The first health-of-the-nation report, India: Health of the Nation’s States, prepared as part of the Global Burden of Disease (GBD) Study 2016, has recently been published. The report provides estimates of the impact of 333 disease conditions and injuries and 84 risk factors for every state from 1990 to 2016. In 2016, NCDs, which include heart ailments, cancer, diabetes, chronic respiratory diseases and mental disorders, accounted for 61.8 per cent of the total deaths. CDs, maternal, neonatal and nutritional diseases accounted for 27.5 per cent and injuries accounted for the rest. NCDs took the heaviest toll in all states, but relatively more in Tamil Nadu, Kerala, Punjab and Goa. In the Partnership to Fight Chronic Disease (PECD), India has stated that NCDs account for 53 per cent of the “disease-burden” in the country and more than six out of ten people die from NCDs. It is reported that roughly 5.8 million Indians die every year due to NCDs; it has been projected that by 2025 roughly 7 million Indians will die. The pertinent question that arises is: Are Indians more susceptible to many of the lifestyle disease?

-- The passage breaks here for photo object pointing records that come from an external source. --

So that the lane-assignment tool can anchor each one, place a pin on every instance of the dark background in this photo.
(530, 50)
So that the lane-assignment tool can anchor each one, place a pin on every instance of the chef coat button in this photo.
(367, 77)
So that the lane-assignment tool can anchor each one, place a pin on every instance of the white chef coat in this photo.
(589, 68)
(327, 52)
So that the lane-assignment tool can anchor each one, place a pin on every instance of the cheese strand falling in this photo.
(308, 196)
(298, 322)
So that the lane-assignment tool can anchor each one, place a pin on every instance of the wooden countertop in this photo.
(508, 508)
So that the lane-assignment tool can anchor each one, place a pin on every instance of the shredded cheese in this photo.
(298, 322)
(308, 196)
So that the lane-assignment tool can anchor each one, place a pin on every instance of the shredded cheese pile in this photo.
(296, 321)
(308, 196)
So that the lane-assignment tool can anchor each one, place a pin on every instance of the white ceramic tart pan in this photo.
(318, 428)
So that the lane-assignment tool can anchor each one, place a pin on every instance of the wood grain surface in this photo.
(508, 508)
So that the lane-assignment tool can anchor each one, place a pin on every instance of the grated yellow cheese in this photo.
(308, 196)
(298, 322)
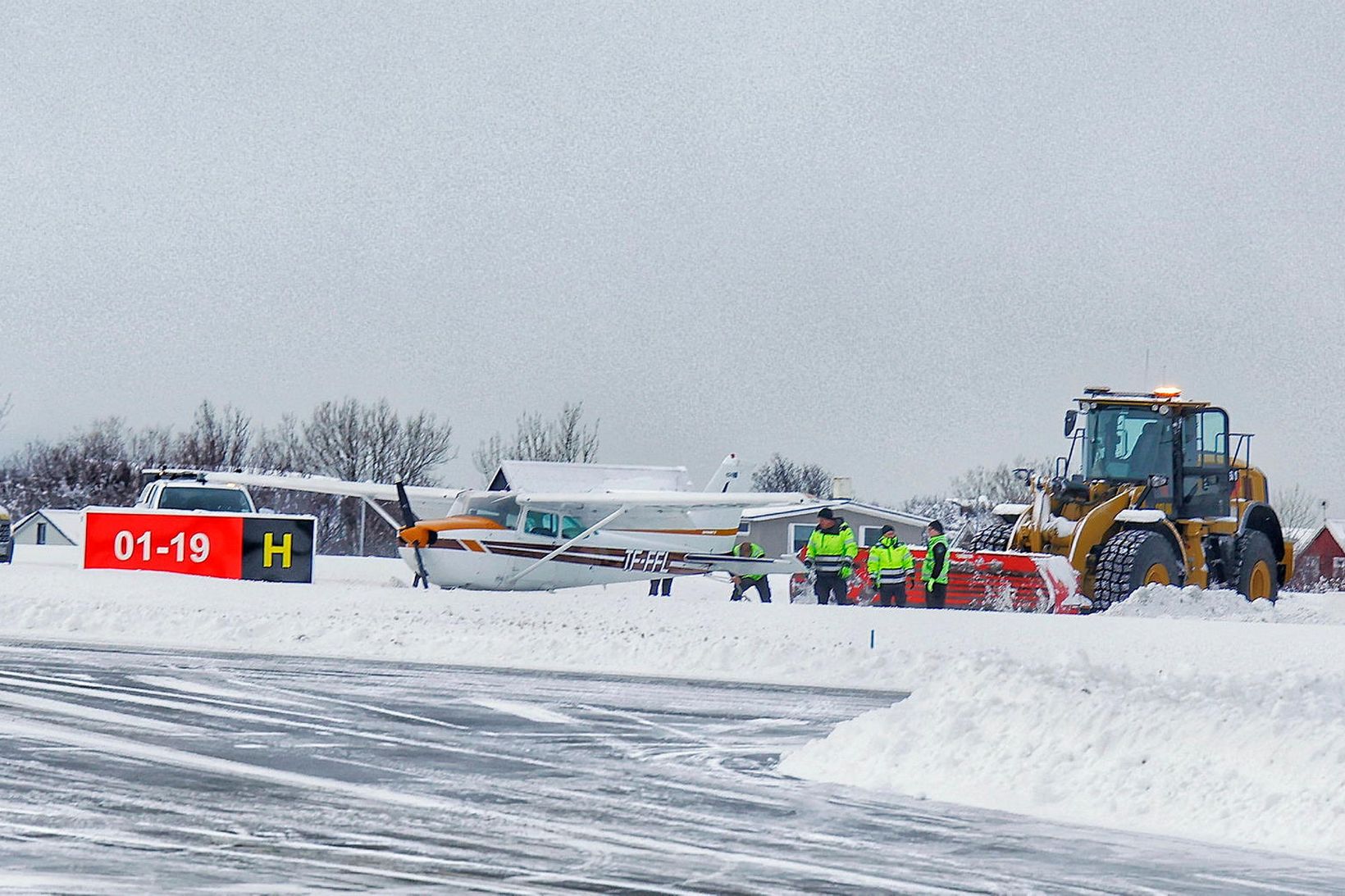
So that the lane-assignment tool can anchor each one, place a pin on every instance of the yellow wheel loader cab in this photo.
(1156, 490)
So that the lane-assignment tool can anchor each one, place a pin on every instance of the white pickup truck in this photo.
(193, 494)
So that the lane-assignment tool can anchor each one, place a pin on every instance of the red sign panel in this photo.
(194, 544)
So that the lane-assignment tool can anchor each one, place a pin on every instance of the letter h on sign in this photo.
(279, 548)
(271, 551)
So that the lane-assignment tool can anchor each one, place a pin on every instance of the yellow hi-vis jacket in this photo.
(832, 551)
(889, 562)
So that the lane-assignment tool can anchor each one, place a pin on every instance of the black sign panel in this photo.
(277, 549)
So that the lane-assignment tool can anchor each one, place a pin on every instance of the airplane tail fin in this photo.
(727, 478)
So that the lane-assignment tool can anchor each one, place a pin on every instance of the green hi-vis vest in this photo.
(889, 562)
(830, 551)
(754, 552)
(942, 579)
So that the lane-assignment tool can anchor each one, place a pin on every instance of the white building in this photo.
(50, 528)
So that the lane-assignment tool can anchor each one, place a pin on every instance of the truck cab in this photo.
(193, 495)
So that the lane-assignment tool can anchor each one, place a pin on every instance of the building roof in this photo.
(782, 512)
(67, 522)
(1337, 529)
(1302, 535)
(545, 475)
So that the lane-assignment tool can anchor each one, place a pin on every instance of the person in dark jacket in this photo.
(935, 568)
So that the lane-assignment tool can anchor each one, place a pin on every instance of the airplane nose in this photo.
(417, 535)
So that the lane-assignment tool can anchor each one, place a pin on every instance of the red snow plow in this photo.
(979, 580)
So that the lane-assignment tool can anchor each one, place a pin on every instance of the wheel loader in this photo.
(1161, 491)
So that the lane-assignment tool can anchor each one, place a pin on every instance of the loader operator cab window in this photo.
(1206, 489)
(1130, 444)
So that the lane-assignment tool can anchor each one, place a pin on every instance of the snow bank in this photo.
(1166, 715)
(1169, 602)
(1254, 759)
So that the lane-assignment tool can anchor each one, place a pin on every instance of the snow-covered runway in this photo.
(145, 771)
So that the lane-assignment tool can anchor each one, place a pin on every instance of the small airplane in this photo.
(600, 525)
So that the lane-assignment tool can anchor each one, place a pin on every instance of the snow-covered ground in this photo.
(1168, 713)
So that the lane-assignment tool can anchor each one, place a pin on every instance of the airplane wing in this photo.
(748, 566)
(658, 499)
(330, 486)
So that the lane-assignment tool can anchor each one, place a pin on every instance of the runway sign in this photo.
(262, 548)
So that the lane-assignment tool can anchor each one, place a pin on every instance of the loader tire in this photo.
(1255, 575)
(993, 537)
(1132, 560)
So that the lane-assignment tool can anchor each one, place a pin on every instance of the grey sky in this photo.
(892, 239)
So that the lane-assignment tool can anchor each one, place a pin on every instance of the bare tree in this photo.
(563, 439)
(781, 474)
(281, 448)
(93, 466)
(217, 439)
(357, 442)
(1297, 510)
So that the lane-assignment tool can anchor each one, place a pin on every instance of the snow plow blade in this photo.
(1006, 580)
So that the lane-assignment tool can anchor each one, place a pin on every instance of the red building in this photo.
(1322, 556)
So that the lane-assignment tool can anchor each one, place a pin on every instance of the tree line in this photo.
(347, 439)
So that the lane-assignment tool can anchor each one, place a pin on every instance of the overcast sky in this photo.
(891, 239)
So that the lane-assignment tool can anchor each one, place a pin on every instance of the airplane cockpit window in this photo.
(538, 522)
(502, 509)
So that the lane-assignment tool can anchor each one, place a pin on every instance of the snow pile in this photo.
(1170, 602)
(1254, 759)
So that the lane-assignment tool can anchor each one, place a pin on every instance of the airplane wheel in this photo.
(993, 537)
(1132, 560)
(1256, 576)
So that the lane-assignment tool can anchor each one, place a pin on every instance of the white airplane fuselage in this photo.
(490, 557)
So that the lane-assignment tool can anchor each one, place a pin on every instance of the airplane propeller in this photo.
(409, 520)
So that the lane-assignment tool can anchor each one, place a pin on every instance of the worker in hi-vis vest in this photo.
(830, 554)
(935, 570)
(741, 583)
(889, 566)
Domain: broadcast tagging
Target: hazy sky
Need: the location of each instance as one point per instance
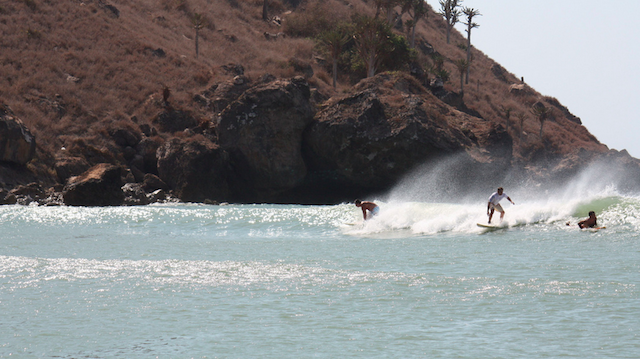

Over the years, much work has been done towards estimating the human toll of NCDs, but work on assessing the economic toll is far less advanced. However, a report titled The Global Economic Burden of Non-Communicable Diseases 2011 of the World Economic Forum and the Harvard School of Public Health states that NCDs already pose a substantial economic burden and over the next 20 decades the burden will be more than $30 trillion, representing 48 per cent of the global GDP in 2010 and pushing millions of people below the poverty line. Although high-income countries currently bear the biggest economic burden of NCDs, the developing world, especially middle-income countries, is expected to assume an ever larger share as their economies and population grow.